How to make gramps-web fast

@DavidMStraub, and other gramps-web developers, I’ve been looking at what gramps-web can do differently from gramps-desktop in terms of speed. Specifically, the /get endpoint does what you currently have to do: get all of the primary objects (Person, for example) and then do the filtering, and ordering, and then select a page full to render. Very expensive!

But the prospect of JSON in the database makes a big difference (if we are willing to make some small sacrifices).

To make a big difference, we want to select only a page of data from the DB. But we can’t do that until we have the data in sorted order. Can we get all of the data for a page in sorted order without going to Python objects? Yes!

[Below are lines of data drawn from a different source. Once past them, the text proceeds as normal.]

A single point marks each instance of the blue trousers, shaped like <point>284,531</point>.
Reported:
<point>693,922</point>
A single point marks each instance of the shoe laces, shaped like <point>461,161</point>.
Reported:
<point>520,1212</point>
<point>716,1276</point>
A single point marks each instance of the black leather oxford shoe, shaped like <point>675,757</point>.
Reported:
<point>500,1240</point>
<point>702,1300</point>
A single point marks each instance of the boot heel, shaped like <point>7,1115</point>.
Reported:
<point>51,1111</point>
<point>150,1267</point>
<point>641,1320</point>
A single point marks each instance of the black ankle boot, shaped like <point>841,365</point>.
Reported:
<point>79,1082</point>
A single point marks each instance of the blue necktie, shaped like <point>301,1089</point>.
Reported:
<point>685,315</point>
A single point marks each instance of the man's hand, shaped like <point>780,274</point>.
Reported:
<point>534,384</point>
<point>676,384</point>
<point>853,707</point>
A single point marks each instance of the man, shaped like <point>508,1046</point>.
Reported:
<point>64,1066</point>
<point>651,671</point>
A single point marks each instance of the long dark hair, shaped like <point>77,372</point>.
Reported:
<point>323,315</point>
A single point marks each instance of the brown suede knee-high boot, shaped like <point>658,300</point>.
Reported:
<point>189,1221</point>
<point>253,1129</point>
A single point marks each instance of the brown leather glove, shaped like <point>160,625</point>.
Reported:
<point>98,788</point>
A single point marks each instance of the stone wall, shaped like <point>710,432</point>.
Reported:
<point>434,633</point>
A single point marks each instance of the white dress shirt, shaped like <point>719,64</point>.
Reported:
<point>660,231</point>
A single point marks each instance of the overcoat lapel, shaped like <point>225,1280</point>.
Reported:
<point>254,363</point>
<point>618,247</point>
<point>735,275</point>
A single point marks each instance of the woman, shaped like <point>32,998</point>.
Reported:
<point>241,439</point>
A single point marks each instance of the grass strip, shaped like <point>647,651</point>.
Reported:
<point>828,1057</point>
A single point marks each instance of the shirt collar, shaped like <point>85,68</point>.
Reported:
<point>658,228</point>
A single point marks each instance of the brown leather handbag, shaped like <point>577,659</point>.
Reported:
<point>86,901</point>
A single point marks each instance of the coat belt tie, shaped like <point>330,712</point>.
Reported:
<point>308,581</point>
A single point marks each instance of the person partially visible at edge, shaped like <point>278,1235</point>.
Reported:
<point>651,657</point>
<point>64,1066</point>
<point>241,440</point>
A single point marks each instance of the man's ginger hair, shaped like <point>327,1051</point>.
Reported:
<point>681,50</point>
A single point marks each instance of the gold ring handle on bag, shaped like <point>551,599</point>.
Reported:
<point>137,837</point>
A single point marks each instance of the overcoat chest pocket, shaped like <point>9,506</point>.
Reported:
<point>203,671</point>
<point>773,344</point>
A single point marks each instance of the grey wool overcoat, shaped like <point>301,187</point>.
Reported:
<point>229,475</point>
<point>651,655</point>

The Person data is probably the hardest, but is possible. The birth and death representations make this a little tricky. Here is a pure SQL selection query that is sortable, and can get just a page of data:

SELECT json_data->>"$.gramps_id" as "Gramps ID",
       json_data->>"$.primary_name.surname_list[0].surname" as Surname,
       json_data->>"$.primary_name.first_name" as "Given Name",
       birth_date->>"$.dateval" as "Birth Date",
       death_date->>"$.dateval" as "Death Date",
       json_data->>"$.change" as "Last changed"
   FROM (SELECT person.json_data,
                birth_event_ref,
		birth_json_data->>"$.date" as birth_date,
		death_event_ref,
		death_json_data->>"$.date" as death_date
	   FROM (SELECT person.json_data,
			birth.value as birth_event_ref,
			death.value as death_event_ref
		    FROM person,
		         json_each(person.json_data, "$.event_ref_list") as birth,
		         json_each(person.json_data, "$.event_ref_list") as death
		       WHERE person.birth_ref_index = birth.key and person.death_ref_index = death.key) as person
           LEFT JOIN (SELECT handle,
	                json_data as birth_json_data
		      FROM event) as birth_event
		ON birth_event.handle = birth_event_ref->>"$.ref"
           LEFT JOIN (SELECT handle,
	                json_data as death_json_data
		      FROM event) as death_event
		ON death_event.handle = death_event_ref->>"$.ref"
   )
;

My SQL is a little rusty, but I think that is correct. The data looks correct:

(Once we have the data selected, then we can do more expensive operations on the objects, such as getting the full name, date formats, etc.)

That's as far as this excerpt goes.